Nayudu contends that anticolonial thinkers have been “whited out” of theoretical discourse—a redaction that The Nehru Years challenges by amplifying their insights and relevance.


The discussion of India's diplomatic role at the United Nations and its peacekeeping innovations serves as further evidence of non-alignment as political praxis, not just theory.


The idea of India as an international actor—not merely a postcolonial subject—is central to Nayudu’s vision. This reframing demands new modes of writing Cold War history that foreground Afro-Asian interventions, particularly India's role in regulating superpower rivalry.

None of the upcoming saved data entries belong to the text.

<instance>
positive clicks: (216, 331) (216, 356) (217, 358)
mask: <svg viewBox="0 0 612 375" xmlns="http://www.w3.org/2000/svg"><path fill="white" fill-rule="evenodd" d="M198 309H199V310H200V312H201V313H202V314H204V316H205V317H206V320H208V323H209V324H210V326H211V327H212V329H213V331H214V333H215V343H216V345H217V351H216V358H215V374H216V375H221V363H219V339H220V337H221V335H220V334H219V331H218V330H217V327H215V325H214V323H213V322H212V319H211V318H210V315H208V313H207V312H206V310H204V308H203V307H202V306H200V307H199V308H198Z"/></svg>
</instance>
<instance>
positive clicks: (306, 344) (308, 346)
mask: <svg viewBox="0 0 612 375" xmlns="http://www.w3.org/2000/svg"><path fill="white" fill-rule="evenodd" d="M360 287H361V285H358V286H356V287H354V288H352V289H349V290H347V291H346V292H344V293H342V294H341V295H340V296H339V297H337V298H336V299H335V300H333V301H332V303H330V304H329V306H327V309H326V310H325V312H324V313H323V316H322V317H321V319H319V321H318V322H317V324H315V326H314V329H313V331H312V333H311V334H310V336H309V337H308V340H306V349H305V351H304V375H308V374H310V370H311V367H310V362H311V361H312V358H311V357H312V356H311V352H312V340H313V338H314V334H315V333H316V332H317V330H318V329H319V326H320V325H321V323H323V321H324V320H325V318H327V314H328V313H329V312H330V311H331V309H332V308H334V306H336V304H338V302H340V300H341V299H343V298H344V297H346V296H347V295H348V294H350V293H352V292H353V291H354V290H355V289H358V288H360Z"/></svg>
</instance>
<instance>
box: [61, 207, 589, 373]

Where most scholarship either romanticizes non-alignment or catalogs its failures, Nayudu walks a fine and firm line. He acknowledges its contradictions—its uneven implementation, internal tensions, and ideological vulnerabilities—but treats these not as reasons for dismissal, but as symptoms of a vibrant, contested tradition. In fact, the book closes with an implicit call: to excavate non-alignment not for nostalgia, but for renewed relevance.
In writing style, The Nehru Years balances academic depth with interpretive clarity. It does not shy away from complexity, yet it remains readable, especially for those invested in the intersection of Indian history, international relations, and political theory.


Its ambition—to rethink non-alignment as both idea and action—is matched by its scholarship, making it essential reading for historians, diplomats, and thinkers alike.


In sum, Dr Nayudu has produced not just a book on Nehru or on Indian diplomacy, but a bold reappraisal of the postcolonial imagination.


The Nehru Years resurrects non-alignment as a living tradition, one capable of resisting ideological binaries and asserting intellectual sovereignty. It is a triumph of historical insight and a timely intervention into how we remember—and misremember—the global South’s place in shaping world order.